ACLU Response to Southwestern College President’s Interview
In answering a series of questions posed by the San Diego Union-Tribune in today’s “Our Region” section, Southwestern College President Raj Chopra denies infringing on free speech rights on his campus. The ACLU of San Diego & Imperial Counties reiterates its serious concerns that the college violated paramount rights to freedom of speech. The ACLU remains committed to taking whatever actions are necessary and appropriate to enforce the paramount right to freedom of speech in a public college.
As the ACLU noted in our demand letter, sent to President Chopra on November 9, 2009, the state and federal constitutions uphold the highest possible commitment to free speech and assembly. Public colleges must encourage this principal commitment to free expression except on the limited occasions when speech “seriously disrupts instruction or free passage.”

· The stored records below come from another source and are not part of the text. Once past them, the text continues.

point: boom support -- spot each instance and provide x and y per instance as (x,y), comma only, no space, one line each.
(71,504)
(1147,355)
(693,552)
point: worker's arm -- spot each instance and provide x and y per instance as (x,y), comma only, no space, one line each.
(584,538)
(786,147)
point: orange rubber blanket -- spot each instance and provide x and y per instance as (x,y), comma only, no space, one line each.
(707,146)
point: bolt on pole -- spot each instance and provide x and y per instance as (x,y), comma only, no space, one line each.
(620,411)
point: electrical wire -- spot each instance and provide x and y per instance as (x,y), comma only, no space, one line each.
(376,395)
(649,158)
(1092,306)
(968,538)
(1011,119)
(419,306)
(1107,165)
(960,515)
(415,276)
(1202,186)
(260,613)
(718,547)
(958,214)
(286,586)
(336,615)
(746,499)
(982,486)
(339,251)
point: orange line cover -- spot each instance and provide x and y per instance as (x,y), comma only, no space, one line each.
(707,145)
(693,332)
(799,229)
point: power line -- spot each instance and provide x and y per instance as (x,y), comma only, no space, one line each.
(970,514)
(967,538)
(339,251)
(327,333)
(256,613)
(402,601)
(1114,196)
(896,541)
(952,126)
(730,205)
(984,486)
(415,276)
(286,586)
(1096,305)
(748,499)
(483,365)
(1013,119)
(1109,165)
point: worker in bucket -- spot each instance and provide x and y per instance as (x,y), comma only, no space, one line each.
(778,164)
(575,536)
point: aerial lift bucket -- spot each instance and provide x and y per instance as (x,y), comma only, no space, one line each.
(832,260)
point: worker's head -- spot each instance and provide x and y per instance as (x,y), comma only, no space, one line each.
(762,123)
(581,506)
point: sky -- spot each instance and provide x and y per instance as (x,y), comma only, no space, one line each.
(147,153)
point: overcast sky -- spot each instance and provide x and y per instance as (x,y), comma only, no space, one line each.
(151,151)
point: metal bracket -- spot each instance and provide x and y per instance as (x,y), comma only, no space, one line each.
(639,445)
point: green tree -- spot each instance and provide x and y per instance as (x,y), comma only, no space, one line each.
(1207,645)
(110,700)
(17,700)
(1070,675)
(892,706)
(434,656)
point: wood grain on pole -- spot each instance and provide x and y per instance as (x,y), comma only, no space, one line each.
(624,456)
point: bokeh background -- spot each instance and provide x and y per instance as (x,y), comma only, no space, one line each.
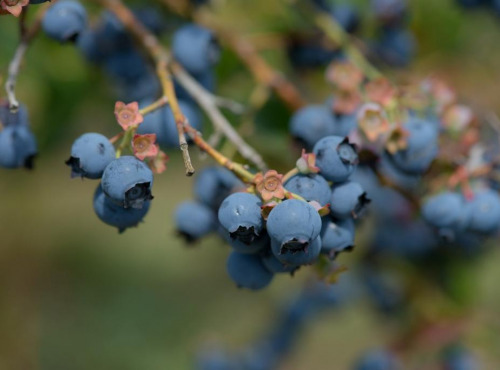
(74,294)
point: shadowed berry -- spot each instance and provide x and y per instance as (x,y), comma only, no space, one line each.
(127,181)
(90,154)
(115,215)
(240,215)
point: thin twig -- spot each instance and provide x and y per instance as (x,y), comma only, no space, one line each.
(27,35)
(161,58)
(205,99)
(164,63)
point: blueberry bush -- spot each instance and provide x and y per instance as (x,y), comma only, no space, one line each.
(345,154)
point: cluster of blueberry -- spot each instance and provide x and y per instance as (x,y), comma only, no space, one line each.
(394,44)
(122,198)
(271,237)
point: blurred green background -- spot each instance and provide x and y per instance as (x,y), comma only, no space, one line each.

In the limited article that did not include differing voices or opinions, the facts of the dispute over free expression at Southwestern College were not made clear. First, Southwestern College has declared virtually the entire campus as a “non-public forum,” leaving a single patio as its “free-speech zone.”
Southwestern College has twice unlawfully ordered students to disperse rallies outside the “free-speech zone,” and there are serious concerns that the college illegally retaliated against faculty who participated in the first assembly.
California law does not allow a college to declare—as Southwestern College has done—most of the campus off-limits to free speech. While schools may adopt reasonable regulations of the time, place, and manner of conducting expression, the state Education Code declares that community colleges “shall be open to public debate,” further undermining President Chopra’s designation of the campus as a “non-public forum.” As the California Supreme Court has long made clear, “The government has no valid interest in restricting or prohibiting speech or speech-related activity simply in order to avert the sort of disturbance, argument or unrest which is inevitably generated by the expression of ideas which are controversial and invite dispute.”
The ACLU and the Foundation for Individual Rights in Education (FIRE) continue to press Southwestern College to revise its policies and allow free speech and assembly throughout the campus. Sadly, President Chopra’s comments in today’s San Diego Union-Tribune interview were defensive and laid the blame for the campus’s free-speech policies on the previous administration. While we appreciate President Chopra’s statement that he “will look at this existing policy and see where changes need to be made,” the college must revise its policies as soon as possible to comply with clear state and federal law.